Carefully now, Mr MayorElected leaders must abide by democratic norms. Popularity is no ticket to waywardness.
Tired of the old politicos and their constant promises to solve Kathmandu’s recurring problems, people were eagerly waiting for change. And that change was to come on May 13 when Nepal held its second local elections after the promulgation of the constitution in 2015. A strong anti-incumbency and general apathy towards the established political parties led to an independent candidate Balen Shah winning the mayoral race in the capital city. The campaign was well-timed and incorporated a new manifesto which sought to address the city’s key problems.
The most critical issue facing Kathmandu Valley before the election was waste management, which rightly caught Shah’s attention. There were problems galore, but piling garbage had become a menace and needed immediate attention. And Mayor Shah set his sights on ridding the city of filth by proclaiming it as his “first priority”. But it hasn’t been plain sailing for the mayor, primarily because the problems of the people living in the vicinity of Banchare Danda aren’t something that can be resolved overnight.
Recycling waste cannot magically happen with a few political slogans either. To have intent is one thing. You also ought to have the skill to put the intent into practice. Mayor Shah’s ad hoc policy on waste is evident in his half-baked measures on waste segregation. People had taken him at his word when he asked Kathmandu’s residents to segregate biodegradable and non-biodegradable waste. They complied only to find that the trucks collecting the waste on behalf of Kathmandu Metropolitan City (KMC) mixed the segregated waste, shattering people’s trust in the mayor.
If the City cannot honour its words, how will people trust it with anything? Shouldn’t the KMC and its chief be held accountable for mixing the segregated waste? After all, it had announced that the residents of Kathmandu who failed to segregate waste would be fined. This is just an example. Many have come to believe, rightly or wrongly, that Shah is undertaking the current demolition drive as a diversionary tactic to revive his waning popularity. Undoubtedly, the demolition drive has won him some new fans, but at what cost?
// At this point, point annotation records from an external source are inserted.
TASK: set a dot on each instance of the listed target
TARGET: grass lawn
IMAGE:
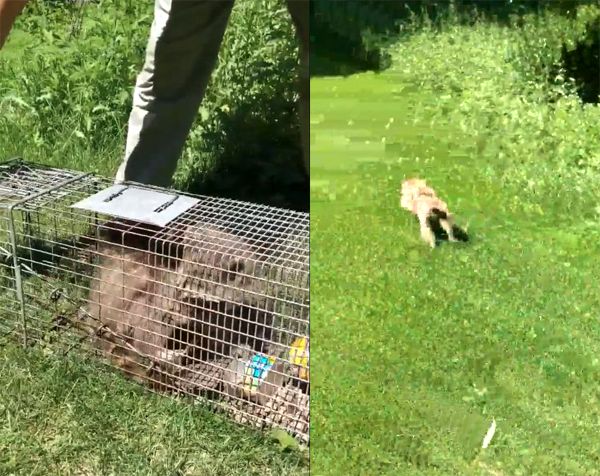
(416, 351)
(69, 417)
(64, 101)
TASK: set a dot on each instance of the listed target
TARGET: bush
(496, 84)
(65, 97)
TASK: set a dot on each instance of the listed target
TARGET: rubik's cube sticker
(299, 356)
(256, 371)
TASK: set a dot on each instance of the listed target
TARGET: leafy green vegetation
(66, 78)
(419, 350)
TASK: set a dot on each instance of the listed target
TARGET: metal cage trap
(189, 295)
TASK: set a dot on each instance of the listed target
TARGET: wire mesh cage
(211, 302)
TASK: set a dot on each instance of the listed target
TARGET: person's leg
(181, 54)
(299, 11)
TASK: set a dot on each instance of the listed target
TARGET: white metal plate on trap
(138, 204)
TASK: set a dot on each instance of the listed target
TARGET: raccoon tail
(441, 214)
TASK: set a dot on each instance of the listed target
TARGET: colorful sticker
(299, 356)
(256, 370)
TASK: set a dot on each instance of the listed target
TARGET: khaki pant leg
(181, 53)
(299, 11)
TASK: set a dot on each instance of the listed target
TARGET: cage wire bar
(214, 305)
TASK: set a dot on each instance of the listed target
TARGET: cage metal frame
(264, 263)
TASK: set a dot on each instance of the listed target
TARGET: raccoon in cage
(158, 306)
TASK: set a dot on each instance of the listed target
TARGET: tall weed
(66, 92)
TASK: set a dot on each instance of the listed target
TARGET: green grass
(67, 416)
(64, 101)
(416, 351)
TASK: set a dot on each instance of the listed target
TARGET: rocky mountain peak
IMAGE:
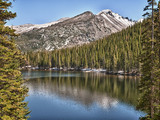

There are due processes which need to be followed when demolishing structures, and it seems the KMC has overlooked vital legal provisions before acting. Shah needs to remember that the mayor’s position is not akin to that of a CEO of a private company; in fact, a vital public entity like the KMC can never function like a private enterprise. Its decisions must be well thought out and its actions socially responsible. There is no need for highhandedness.
From the time the one-time-rapper stood for mayor, he had been able to galvanise a wide support base, largely because he promised a change from the old ways of doing things. People hoped he would run a clean and efficient organisation. But they also expected that unlike some of his predecessors in the post, who openly flouted rule of law and worked for vested interests, he would stick to due process. The democratic process will be in jeopardy if our elected leaders, especially someone of Shah’s potential and popularity, start acting like a law unto themselves.